Taobao Maker Festival
ALP’s compact guitar. The top and bottom pieces fold in and out to allow for both easy carrying and a traditional guitar feel.

An American-born Chinese—his father is from Hong Kong—Wang said his seven years working as a market researcher in China’s automotive industry led to the idea. Many of the young consumers he interviewed talked about the social pressure to own a high-end car, whether for professional or marital status, so Wang decided he wanted to restore the social value that China previously had associated with the bicycle. He said his product will resonate with consumers who share a similar value system at a time when China’s younger generations are increasingly looking for ways to explore and express their identities.

“Consumption is one way to explore that,” he said. But so is building things, he added. “It’s about exploring something through making it rather than buying it.”

When 37-year-old Rachel Hu’s family was prepping its compact, foldable guitars for the Chinese market, they turned to Taobao as well. Her father-in-law had spent 30 years making guitar parts out of a factory in Wenzhou in China’s eastern Zhejiang Province for global brands such as Fender and Gibson, and designed the new guitar two years ago after retiring and passing the operation to his son. Eventually the production of the molds needed to perfect the guitar overtook the factory’s operations and the family decided to focus on its own product full time.

Taobao Maker Festival
Mailianghang of Shanghai makes jewelry using a 3D printer.

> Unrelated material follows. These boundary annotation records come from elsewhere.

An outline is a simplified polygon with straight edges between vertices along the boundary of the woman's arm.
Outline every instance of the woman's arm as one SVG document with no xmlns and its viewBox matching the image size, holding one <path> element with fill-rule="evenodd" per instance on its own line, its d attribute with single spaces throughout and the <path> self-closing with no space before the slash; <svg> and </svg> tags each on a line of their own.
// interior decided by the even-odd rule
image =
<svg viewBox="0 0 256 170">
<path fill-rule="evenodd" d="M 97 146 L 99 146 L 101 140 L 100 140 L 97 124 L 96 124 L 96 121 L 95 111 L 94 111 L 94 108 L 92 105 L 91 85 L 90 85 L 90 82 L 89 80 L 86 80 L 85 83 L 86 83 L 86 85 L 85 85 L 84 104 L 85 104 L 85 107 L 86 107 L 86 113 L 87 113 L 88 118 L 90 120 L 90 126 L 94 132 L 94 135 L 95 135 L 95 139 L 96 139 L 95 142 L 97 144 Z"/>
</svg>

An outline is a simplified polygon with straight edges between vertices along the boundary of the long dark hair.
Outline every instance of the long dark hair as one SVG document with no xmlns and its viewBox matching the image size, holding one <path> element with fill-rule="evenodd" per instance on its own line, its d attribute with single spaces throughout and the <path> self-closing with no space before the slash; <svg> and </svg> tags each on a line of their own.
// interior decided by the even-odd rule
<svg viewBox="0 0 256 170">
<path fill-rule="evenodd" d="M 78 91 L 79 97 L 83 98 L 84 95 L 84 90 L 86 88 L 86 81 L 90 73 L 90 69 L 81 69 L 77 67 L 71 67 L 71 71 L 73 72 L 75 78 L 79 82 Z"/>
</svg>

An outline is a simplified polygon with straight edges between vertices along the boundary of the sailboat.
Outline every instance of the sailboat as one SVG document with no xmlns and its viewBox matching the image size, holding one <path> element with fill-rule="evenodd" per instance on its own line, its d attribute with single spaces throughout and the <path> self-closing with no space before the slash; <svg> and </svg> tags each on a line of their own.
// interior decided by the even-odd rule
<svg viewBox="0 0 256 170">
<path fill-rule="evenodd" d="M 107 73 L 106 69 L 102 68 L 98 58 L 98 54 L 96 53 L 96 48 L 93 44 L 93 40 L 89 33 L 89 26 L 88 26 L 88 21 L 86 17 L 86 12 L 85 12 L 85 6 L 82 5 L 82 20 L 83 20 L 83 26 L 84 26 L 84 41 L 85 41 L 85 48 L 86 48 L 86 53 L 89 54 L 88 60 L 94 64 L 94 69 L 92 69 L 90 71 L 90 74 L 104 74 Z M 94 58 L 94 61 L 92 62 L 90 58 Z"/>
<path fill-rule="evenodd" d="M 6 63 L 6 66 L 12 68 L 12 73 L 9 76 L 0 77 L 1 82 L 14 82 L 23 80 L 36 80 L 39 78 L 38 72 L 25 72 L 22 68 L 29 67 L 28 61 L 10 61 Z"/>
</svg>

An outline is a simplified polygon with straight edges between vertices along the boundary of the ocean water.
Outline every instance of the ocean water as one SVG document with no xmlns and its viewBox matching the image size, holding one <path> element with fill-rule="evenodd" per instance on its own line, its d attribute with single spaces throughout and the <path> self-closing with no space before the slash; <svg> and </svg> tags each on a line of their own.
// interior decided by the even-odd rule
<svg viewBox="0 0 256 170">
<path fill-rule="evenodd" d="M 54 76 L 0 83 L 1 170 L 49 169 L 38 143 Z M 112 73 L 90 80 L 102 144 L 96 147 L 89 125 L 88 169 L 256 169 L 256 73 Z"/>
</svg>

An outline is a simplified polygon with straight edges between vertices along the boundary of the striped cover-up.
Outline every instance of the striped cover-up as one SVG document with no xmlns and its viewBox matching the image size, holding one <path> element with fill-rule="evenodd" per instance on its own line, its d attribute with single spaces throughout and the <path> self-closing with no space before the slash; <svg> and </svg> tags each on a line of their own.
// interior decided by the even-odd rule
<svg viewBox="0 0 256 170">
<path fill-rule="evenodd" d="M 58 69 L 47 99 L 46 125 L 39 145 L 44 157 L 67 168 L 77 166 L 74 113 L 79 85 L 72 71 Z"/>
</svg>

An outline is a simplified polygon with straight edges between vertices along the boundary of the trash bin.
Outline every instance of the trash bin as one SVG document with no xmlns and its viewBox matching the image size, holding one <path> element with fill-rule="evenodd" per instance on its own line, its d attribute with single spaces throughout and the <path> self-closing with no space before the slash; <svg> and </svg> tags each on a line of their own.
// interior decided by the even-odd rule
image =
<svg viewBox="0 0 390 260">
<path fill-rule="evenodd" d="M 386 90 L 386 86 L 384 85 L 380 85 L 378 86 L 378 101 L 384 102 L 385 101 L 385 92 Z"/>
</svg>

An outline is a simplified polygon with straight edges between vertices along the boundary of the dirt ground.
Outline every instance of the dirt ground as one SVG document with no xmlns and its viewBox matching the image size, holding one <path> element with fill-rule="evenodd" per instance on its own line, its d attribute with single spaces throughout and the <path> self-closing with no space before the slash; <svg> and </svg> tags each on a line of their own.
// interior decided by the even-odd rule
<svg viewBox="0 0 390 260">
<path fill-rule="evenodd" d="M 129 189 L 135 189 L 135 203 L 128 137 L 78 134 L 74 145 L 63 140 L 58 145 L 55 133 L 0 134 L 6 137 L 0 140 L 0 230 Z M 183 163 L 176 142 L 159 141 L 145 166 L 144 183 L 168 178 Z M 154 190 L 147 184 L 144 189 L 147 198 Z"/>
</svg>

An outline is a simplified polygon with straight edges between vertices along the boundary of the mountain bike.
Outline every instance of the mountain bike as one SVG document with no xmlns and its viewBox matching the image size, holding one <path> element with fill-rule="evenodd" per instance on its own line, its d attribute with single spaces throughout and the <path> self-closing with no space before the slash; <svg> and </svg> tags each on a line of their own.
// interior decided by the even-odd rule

The new company, ALP, moved to Hangzhou and last year launched a crowdfunding campaign through Taobao to gauge interest in the guitar. The family raised RMB 208,000 (about $31,000) from 70 orders when they’d planned for just RMB 100,000. The company now sells a range of guitars and basses between RMB 3,680 and RMB 8,000, and Hu credits Taobao with helping them find an audience.

“It was hard to sell to regular stores because no one knew our guitar yet,” she said. “So it was good to put our story on Taobao.”

The makers aren’t the only draw for attendees. Alibaba is also using the event to highlight its push into virtual reality. Attendees will be able to test a beta version of the company’s Buy+ online shopping experience, which allows consumers to shop in a 360-degree virtual store. U.S.-based mixed-reality company Magic Leap, which Alibaba invested in earlier this year, is also in Shanghai to give a keynote presentation in the afternoon.